" 'No, of course not,' I said.
" 'Will you join us for a drink?' the fellow asked.
" 'Of course,' I said.
"I could see that they were very much embarrassed. One of them told me he had never been thrown out of a place before.
" 'If you hang around with that little fellow,' I said, 'you'll be thrown out of a great many places.'
"Finally they asked me if they could stay and have dinner, provided they ate in another room. I told them I certainly had no objection to that. They were really quite nice."
Tunney's clear blue eyes came alive with laughter. "I understand the little fellow never came back. Perhaps he thought the Press Box employed Gene Tunney as a bouncer."
It is the dream of a large part of mankind to be able to boast, as John L. Sullivan did, "I can lick any man in the house." Like Sullivan, Tunney could once boast (tastefully, of course) of licking any man in the house—or the world. But it has been his ambition to impress his fellows as much with his intellect as with his fists. Since America solicits the opinions of her athletic champions on matters ranging from juvenile delinquency to breakfast foods, Gene's victory over Dempsey provided him with a rostrum from which to air his opinions about literature.

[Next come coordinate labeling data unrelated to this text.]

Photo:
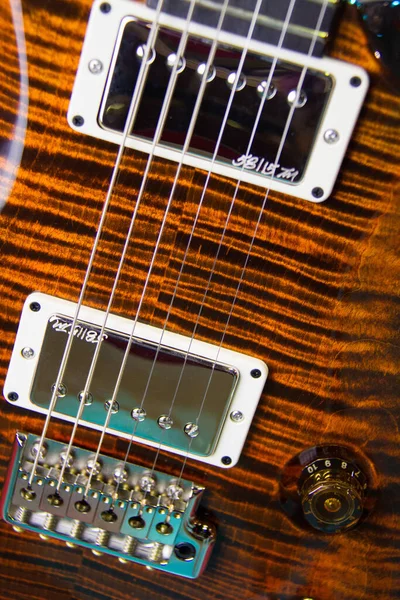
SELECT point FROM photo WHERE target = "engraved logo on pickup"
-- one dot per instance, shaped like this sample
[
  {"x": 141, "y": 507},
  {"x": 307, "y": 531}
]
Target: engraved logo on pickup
[
  {"x": 263, "y": 166},
  {"x": 81, "y": 332}
]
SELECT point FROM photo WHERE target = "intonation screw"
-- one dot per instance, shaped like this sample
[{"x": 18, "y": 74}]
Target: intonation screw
[
  {"x": 331, "y": 136},
  {"x": 93, "y": 467},
  {"x": 237, "y": 416},
  {"x": 174, "y": 491},
  {"x": 35, "y": 449},
  {"x": 147, "y": 483},
  {"x": 120, "y": 474},
  {"x": 165, "y": 422},
  {"x": 138, "y": 414},
  {"x": 95, "y": 66},
  {"x": 28, "y": 352},
  {"x": 115, "y": 406},
  {"x": 28, "y": 494},
  {"x": 191, "y": 429}
]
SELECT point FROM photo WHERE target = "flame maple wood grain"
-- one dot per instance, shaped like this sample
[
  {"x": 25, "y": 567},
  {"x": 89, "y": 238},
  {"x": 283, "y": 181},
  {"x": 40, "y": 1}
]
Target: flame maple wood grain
[{"x": 319, "y": 303}]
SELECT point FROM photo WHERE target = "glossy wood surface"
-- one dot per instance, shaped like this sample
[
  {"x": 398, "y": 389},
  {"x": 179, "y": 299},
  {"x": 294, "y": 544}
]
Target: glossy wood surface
[{"x": 320, "y": 304}]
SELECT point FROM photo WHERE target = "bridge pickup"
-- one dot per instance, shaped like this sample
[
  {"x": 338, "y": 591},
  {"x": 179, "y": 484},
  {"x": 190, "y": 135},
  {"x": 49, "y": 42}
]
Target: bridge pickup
[
  {"x": 243, "y": 143},
  {"x": 134, "y": 515},
  {"x": 187, "y": 396}
]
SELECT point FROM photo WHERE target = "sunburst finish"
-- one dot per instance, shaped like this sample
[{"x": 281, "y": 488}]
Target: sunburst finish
[{"x": 319, "y": 303}]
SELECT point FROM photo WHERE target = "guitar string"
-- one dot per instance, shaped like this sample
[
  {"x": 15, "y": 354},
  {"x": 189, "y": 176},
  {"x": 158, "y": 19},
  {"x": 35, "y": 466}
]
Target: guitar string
[
  {"x": 157, "y": 136},
  {"x": 255, "y": 231},
  {"x": 131, "y": 117},
  {"x": 185, "y": 148},
  {"x": 262, "y": 103}
]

Asked in 1927 for his appraisal of G. B. Shaw's prizefight novel, Cashel Byron's Profession, Tunney replied with all the directness of a straight right: "Cashel Byron is stupid and boring. He is always on a soapbox. Shaw knows nothing about boxing—or women."
To which Shaw is reported to have made the petulant reply: "If Tunney thinks he can write a better story about 19th-century boxing, let him try."